また、役員の任期に関しても若干の変更があります。 以前は、「株式会社 → 取締役2年、監査役4年」でしたが新会社法施行後の現在は、定款により取締役・監査役ともに最長10年まで任期をのばすことも可能になりました。
任期を10年にするメリットは、これまでは任期ごとに、たとえ役員に変更がなくとも、再任の手続きが必要でした。手間もかかりますし、費用も最低1万円かかります。でも、定款で任期10年と定めれば、最大10年は面倒な手続きが不要になり経費の節約にもなります。
現物出資が簡単に
現物出資は、現金以外の資産(車・不動産・有価証券など)を出資することにより、資本金として計上することをいいます。
従来ですと、この現物出資には裁判所に選任された調査役の調査やら弁護士・会計士などの価格証明が必要であったりなかなかハードルの高いものでした。
現在の新会社法の下では「現物出資の金額が500万円以下」の場合にはこれらが不要になりました。このように手続きが容易になったので資本金の不足分を補うのに利用しやすくなりました。
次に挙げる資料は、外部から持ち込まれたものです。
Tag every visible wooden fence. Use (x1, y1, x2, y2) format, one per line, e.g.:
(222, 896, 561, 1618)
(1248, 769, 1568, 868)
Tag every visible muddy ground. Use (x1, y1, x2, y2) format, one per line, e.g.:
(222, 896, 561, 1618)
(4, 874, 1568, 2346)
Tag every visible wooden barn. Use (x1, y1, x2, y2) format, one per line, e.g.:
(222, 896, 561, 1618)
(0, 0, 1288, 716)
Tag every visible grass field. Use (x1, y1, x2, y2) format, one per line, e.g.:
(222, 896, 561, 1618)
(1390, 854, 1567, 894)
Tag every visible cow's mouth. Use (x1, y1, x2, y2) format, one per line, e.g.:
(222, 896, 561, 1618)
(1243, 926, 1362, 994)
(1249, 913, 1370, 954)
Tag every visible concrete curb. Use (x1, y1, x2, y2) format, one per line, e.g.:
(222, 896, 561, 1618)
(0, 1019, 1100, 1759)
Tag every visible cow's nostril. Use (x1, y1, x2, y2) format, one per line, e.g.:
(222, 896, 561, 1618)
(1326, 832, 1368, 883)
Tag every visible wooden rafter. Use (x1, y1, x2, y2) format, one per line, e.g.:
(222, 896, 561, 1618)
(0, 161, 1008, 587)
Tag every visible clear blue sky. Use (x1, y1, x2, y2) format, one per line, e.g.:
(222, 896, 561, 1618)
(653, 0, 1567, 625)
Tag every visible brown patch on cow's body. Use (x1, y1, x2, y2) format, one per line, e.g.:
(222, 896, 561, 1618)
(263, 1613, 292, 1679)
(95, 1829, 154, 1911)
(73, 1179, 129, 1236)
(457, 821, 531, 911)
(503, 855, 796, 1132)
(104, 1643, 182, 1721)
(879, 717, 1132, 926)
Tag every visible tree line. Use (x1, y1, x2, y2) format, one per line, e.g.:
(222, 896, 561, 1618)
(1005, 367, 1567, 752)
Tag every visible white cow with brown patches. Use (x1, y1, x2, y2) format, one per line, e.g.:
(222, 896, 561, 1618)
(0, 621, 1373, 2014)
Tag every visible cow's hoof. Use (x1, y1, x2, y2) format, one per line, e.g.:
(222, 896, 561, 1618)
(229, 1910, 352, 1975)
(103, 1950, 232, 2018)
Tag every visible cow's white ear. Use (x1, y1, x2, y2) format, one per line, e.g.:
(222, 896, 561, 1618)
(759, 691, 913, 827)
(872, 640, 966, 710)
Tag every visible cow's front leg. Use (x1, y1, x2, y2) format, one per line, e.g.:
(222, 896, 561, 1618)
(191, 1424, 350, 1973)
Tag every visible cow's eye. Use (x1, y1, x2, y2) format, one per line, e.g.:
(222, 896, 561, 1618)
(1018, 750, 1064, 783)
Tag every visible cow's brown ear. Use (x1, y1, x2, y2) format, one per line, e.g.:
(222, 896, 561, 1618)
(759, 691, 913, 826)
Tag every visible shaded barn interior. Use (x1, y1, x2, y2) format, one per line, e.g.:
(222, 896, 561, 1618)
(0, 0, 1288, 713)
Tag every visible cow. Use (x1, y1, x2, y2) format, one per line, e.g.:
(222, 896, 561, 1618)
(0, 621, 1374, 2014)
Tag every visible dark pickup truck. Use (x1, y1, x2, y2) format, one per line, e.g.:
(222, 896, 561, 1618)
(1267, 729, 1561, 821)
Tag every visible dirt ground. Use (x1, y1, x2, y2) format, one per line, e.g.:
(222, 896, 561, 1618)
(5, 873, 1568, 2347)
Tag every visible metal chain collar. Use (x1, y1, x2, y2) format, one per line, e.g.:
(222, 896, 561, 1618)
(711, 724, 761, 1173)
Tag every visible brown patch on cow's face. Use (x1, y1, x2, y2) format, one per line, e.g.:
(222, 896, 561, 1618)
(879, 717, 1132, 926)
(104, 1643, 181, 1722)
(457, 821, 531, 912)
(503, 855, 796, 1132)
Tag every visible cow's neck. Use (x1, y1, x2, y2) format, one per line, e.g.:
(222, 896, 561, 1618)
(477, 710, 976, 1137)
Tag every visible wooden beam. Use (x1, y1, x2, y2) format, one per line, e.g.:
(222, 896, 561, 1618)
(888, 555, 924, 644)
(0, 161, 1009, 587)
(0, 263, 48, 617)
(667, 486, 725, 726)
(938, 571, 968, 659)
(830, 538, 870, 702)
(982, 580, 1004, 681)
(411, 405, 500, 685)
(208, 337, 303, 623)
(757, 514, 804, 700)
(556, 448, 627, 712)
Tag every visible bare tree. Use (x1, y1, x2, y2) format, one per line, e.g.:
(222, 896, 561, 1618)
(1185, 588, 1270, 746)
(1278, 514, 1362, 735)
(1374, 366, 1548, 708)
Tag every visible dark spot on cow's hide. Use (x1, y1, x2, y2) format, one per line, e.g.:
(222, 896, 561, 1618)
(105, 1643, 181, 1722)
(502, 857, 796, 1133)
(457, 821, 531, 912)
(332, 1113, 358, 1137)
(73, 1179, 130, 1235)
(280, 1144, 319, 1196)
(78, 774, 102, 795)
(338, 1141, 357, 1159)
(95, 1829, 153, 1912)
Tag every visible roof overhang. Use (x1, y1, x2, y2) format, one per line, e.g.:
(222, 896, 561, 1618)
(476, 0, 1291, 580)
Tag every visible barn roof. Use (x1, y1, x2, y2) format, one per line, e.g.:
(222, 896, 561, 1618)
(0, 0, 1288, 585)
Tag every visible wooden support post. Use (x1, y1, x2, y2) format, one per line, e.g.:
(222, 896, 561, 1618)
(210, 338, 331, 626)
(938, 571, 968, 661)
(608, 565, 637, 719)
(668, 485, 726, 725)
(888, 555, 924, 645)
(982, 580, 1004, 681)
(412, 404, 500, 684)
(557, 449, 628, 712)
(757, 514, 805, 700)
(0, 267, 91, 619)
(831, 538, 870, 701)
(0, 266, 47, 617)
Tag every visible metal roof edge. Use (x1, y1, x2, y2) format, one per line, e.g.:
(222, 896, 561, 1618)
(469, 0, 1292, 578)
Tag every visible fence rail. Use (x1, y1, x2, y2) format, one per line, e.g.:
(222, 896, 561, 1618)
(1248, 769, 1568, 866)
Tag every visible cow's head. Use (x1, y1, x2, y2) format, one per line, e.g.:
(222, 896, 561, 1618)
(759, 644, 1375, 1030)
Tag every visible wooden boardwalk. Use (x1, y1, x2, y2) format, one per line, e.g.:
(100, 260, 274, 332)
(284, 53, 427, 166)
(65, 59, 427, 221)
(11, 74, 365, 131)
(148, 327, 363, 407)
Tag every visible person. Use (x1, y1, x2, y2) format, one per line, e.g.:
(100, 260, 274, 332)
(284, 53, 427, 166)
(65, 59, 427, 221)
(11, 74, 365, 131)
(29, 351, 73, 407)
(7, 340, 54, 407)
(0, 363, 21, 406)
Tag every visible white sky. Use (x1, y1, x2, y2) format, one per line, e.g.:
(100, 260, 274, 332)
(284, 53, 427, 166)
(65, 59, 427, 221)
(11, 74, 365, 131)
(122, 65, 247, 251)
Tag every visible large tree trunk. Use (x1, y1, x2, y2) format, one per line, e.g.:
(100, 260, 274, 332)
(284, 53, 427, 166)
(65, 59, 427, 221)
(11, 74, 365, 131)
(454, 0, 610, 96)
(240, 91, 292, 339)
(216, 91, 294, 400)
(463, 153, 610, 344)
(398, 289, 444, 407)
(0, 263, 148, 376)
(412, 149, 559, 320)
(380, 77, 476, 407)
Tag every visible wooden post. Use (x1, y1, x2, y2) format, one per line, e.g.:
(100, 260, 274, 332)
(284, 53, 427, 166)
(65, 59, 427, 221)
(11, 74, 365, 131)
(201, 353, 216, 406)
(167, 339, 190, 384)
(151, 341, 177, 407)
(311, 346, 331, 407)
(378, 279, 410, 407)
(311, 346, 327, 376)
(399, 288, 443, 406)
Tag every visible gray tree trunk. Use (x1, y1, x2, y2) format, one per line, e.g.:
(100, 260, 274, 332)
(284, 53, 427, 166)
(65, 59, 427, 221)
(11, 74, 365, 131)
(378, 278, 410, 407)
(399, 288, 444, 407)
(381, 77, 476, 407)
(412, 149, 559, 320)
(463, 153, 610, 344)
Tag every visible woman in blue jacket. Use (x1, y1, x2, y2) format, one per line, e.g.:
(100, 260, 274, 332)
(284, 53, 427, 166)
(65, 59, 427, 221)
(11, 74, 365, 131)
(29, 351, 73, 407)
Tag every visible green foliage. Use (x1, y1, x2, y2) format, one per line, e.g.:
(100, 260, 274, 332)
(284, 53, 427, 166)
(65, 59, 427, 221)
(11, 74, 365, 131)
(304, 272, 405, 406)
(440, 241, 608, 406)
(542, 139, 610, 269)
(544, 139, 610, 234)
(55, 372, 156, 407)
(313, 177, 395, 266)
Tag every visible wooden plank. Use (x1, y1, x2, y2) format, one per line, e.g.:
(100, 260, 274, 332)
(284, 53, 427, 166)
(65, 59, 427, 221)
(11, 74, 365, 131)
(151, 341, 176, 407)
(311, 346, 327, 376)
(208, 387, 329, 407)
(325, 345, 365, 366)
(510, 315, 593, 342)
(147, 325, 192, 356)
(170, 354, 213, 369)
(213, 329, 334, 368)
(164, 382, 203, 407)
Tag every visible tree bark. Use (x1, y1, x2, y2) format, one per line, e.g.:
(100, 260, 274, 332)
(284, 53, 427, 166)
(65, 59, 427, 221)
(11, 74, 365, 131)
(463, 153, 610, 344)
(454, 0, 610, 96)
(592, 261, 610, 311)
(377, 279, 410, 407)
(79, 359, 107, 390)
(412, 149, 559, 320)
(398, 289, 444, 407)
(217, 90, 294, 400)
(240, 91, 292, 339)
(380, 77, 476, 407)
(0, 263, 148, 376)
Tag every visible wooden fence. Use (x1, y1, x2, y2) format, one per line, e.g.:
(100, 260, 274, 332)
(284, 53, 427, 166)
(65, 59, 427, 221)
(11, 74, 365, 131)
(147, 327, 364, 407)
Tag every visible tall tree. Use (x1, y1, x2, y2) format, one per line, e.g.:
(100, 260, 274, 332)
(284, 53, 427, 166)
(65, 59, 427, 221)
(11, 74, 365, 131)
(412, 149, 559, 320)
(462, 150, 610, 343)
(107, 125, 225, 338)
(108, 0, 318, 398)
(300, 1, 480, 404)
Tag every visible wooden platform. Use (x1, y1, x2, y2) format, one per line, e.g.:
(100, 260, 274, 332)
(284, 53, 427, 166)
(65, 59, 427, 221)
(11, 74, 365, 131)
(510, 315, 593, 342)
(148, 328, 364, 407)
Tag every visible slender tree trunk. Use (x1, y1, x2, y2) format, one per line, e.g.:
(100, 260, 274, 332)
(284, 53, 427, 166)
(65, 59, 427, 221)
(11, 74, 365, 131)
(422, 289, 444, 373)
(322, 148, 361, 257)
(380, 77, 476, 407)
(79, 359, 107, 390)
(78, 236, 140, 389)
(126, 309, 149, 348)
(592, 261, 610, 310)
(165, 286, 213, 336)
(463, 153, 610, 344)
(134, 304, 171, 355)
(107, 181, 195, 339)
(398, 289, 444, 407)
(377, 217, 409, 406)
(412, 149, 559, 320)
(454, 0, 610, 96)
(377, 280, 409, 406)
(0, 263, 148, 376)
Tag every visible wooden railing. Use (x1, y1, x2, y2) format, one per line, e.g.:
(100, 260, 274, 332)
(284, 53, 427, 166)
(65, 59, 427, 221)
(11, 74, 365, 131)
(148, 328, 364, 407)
例えば、300万円の物を出資し、300万円の現金を出資すれば、資本金600万円の株式会社を設立する事が出来ます。
類似商号の規制緩和
旧商法では、「商号」を付けるのに厳しい制限があり、そのために類似商号調査なるものが必要でした。
しかし、新会社法では「同一住所に、同じ又は類似した商号は使用してはならない」という決まりしかありませんので、実際同一住所に同じ商号や類似する商号があり得る可能性はほぼゼロに近いことから、「類似商号の調査は不要になった」と言われています。
ただし、近くに似た商号で同一の事業をしている会社がある場合など、不正競争防止法による商号使用の差止め請求や 損害賠償請求をされるといった可能性もありますので、念のために調査しておいたほうが安心でしょう。
資本金の払い込みが簡単に
新会社法で、会社設立時の払込金保管証明制度も変わりました。
発起設立によって会社を設立する場合は、「払込金保管証明書」は必要なく、銀行の残高証明で足りることとなりました。
これまで、会社設立の際には、銀行または信託会社が務める払込取扱金融機関が、設立登記前に、発起人または株式申込人から金銭出資の払込みがなされたことを証明する「払込金保管証明」が必要でしたが、
- 金融機関が払込取扱機関となることを引き受けてくれない
- 手続に時間がかかる(一般的に数週間程度)
- 費用がかかる(一般的に2万5千円程度)
- 設立登記が完了するまで払込金を引き出せない
などの問題がありました。
新会社法では、発起設立の場合には「払込金保管証明」は不要とし、残高証明で足りることとなりました。ただし、募集設立の場合は、株式申込人の保護のため、従来どおり「払込金保管証明」が必要ですので、注意が必要です。